Personal information
- Full name: Renato Ramalho
- Born: April 17, 1968 (age 58) Curitiba, Paraná, Brazil
- Height: 1.85 m (6 ft 1 in)
- Weight: 86 kg (190 lb)

Sport
- Sport: Swimming
- Strokes: Medley
- Club: Curitibano / Flamengo / Pinheiros
- College team: Arizona State University

Medal record
| Men's swimming |
| Representing Brazil |

= Renato Ramalho =

Brazilian swimmer (born 1968)

Renato Ramalho (born April 17, 1968, in Curitiba) is a former international medley swimmer from Brazil. He participated for his native country at the 1988 Summer Olympics and 1992 Summer Olympics.

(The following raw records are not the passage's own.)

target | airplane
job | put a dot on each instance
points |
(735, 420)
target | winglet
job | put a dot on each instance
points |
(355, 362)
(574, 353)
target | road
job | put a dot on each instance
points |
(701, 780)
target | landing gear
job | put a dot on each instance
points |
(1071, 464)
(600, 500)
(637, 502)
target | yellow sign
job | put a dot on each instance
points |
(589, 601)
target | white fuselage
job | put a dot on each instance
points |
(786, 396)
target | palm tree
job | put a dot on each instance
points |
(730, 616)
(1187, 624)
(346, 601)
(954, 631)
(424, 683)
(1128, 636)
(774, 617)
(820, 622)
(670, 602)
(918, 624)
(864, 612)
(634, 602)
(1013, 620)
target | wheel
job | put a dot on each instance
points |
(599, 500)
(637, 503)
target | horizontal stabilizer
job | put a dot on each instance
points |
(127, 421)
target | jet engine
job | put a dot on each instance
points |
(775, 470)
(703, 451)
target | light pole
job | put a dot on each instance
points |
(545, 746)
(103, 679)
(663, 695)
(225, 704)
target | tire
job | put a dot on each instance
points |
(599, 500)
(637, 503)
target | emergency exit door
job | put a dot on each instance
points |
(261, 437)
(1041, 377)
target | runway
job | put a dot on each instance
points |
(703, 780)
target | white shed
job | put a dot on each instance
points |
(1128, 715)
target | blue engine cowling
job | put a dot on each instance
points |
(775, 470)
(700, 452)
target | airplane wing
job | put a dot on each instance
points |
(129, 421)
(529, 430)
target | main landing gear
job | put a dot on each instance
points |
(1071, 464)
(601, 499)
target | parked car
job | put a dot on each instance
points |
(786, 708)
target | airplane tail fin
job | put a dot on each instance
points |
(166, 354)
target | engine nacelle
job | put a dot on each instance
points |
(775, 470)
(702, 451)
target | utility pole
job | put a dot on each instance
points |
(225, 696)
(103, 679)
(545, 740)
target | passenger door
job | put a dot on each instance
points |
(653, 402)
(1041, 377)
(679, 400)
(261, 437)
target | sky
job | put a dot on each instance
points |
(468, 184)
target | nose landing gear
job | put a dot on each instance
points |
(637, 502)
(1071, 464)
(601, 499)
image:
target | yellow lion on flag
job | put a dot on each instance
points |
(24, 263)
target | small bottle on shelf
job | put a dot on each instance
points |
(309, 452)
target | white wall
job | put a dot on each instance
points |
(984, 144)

He started swimming at the age of five, at Clube Israelita Paranaense. His father, former captain of the Brazil men's national volleyball team along with other swimming enthusiasts, formed a parents' association to promote the competitive team, in the 1970s, called Clube do Golfinho. Over time, the association grew and, faced with the lack of interest on the part of Clube Israelita to keep the team competitive, the parents bought a plot of land, built the swimming pool and founded the Clube do Golfinho, in 1977.

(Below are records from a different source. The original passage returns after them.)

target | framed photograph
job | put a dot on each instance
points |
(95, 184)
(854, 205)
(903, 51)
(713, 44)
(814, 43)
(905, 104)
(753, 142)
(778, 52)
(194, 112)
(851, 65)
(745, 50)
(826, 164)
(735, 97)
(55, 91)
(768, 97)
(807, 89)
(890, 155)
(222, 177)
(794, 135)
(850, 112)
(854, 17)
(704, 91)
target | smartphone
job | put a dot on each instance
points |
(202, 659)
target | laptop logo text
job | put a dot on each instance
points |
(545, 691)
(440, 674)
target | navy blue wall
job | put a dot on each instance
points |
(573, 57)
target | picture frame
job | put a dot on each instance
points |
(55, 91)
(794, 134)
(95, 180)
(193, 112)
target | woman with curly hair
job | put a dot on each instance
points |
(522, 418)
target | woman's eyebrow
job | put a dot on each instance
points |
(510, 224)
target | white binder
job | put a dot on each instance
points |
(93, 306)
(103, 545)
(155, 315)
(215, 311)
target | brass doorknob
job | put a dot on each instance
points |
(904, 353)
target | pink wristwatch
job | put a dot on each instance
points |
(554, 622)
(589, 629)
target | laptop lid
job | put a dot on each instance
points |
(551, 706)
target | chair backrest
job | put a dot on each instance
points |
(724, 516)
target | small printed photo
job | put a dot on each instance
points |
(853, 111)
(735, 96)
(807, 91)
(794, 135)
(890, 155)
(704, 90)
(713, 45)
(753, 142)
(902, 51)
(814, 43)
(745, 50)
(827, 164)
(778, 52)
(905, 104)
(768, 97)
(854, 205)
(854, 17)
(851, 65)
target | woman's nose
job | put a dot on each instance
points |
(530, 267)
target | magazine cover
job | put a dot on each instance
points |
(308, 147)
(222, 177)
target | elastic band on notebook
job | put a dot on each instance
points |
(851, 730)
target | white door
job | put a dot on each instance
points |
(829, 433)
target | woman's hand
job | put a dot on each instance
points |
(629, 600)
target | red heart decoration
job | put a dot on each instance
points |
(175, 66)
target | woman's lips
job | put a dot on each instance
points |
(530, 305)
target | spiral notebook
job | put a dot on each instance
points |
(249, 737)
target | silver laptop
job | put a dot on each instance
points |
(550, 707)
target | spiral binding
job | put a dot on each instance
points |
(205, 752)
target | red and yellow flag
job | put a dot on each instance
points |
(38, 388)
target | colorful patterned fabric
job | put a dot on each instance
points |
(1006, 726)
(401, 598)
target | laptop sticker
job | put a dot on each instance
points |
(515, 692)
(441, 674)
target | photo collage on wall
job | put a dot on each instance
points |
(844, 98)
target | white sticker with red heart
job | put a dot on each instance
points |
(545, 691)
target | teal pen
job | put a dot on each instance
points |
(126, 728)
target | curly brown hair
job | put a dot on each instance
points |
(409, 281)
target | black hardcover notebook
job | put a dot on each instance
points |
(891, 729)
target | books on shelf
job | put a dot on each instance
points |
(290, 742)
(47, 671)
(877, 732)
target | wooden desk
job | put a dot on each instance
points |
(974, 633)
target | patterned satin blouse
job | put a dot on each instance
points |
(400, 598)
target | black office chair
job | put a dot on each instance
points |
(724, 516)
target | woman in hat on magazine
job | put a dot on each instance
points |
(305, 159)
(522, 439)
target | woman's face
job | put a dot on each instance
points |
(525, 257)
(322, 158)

At the age of 11, due to the departure of coach Carlos Fernandez, he joined Clube Curitibano. At the age of 13, coach Glauco Putomati, arguing that Renato had no talent for swimming, suggested that he go play volleyball, as his father had done. His mother did not accept the denial and appealed to the coach of the women's team, Leonardo Del Vescovo, to train him. Even with resistance, this happened and, after a year, the groups were unified. At 16 he was Brazilian champion.

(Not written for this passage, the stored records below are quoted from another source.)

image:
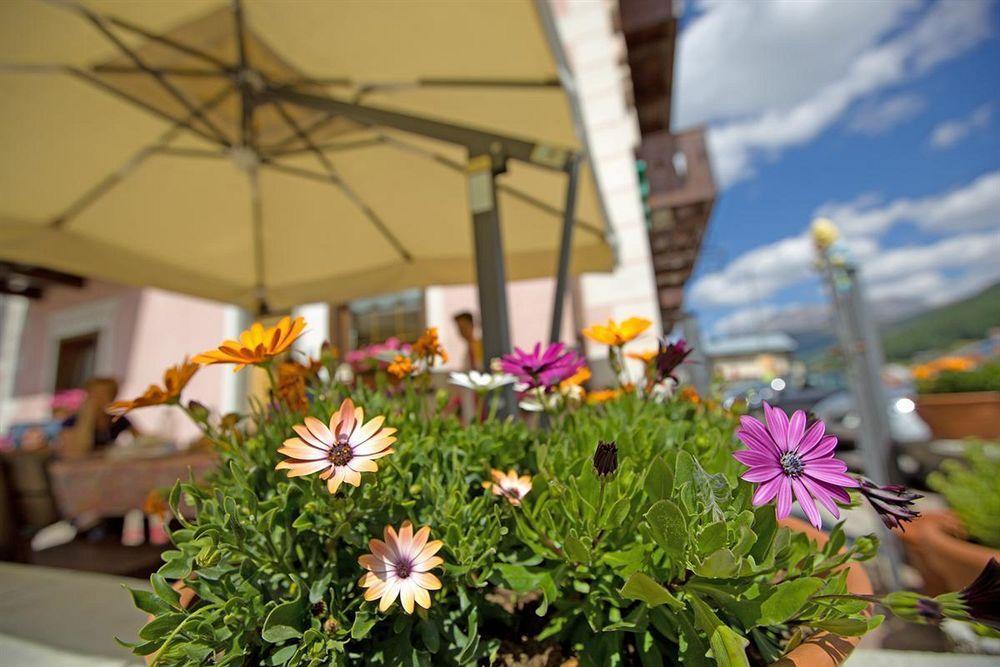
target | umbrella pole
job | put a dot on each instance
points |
(565, 248)
(491, 278)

Ramalho participated at the 1987 Pan American Games in Indianapolis, finishing 4th in the 400-metre individual medley.

At the 1988 Summer Olympics in Seoul, he finished 24th in the 400-metre individual medley, and 29th in the 200-metre individual medley.

On December 1, 1990, he broke the short-course Brazilian record in the 400-metre individual medley, with a time of 4:19.20. In late 2001, the record was still his.

He was at the 1991 World Aquatics Championships in Perth, where he finished 15th in the 400-metre individual medley, and 34th in the 200-metre individual medley.

Ramalho participated at the 1991 Pan American Games in Havana, finishing 6th in the 400-metre individual medley, and 8th in the 200-metre individual medley.

At the 1992 Summer Olympics in Barcelona, Ramalho finished 21st in the 400-metre individual medley, and 35th in the 200-metre individual medley.

Ramalho was seven times Brazilian medley champion, in the 90s. After retiring from swimming, Renato graduated in Business in Arizona in 1995 and returned to Brazil to undertake in Curitiba. After that, became a partner of Gustavo Borges in a swimming academy. In March 2002 was inaugurated the 1st unit of the academy, which now has 5 units.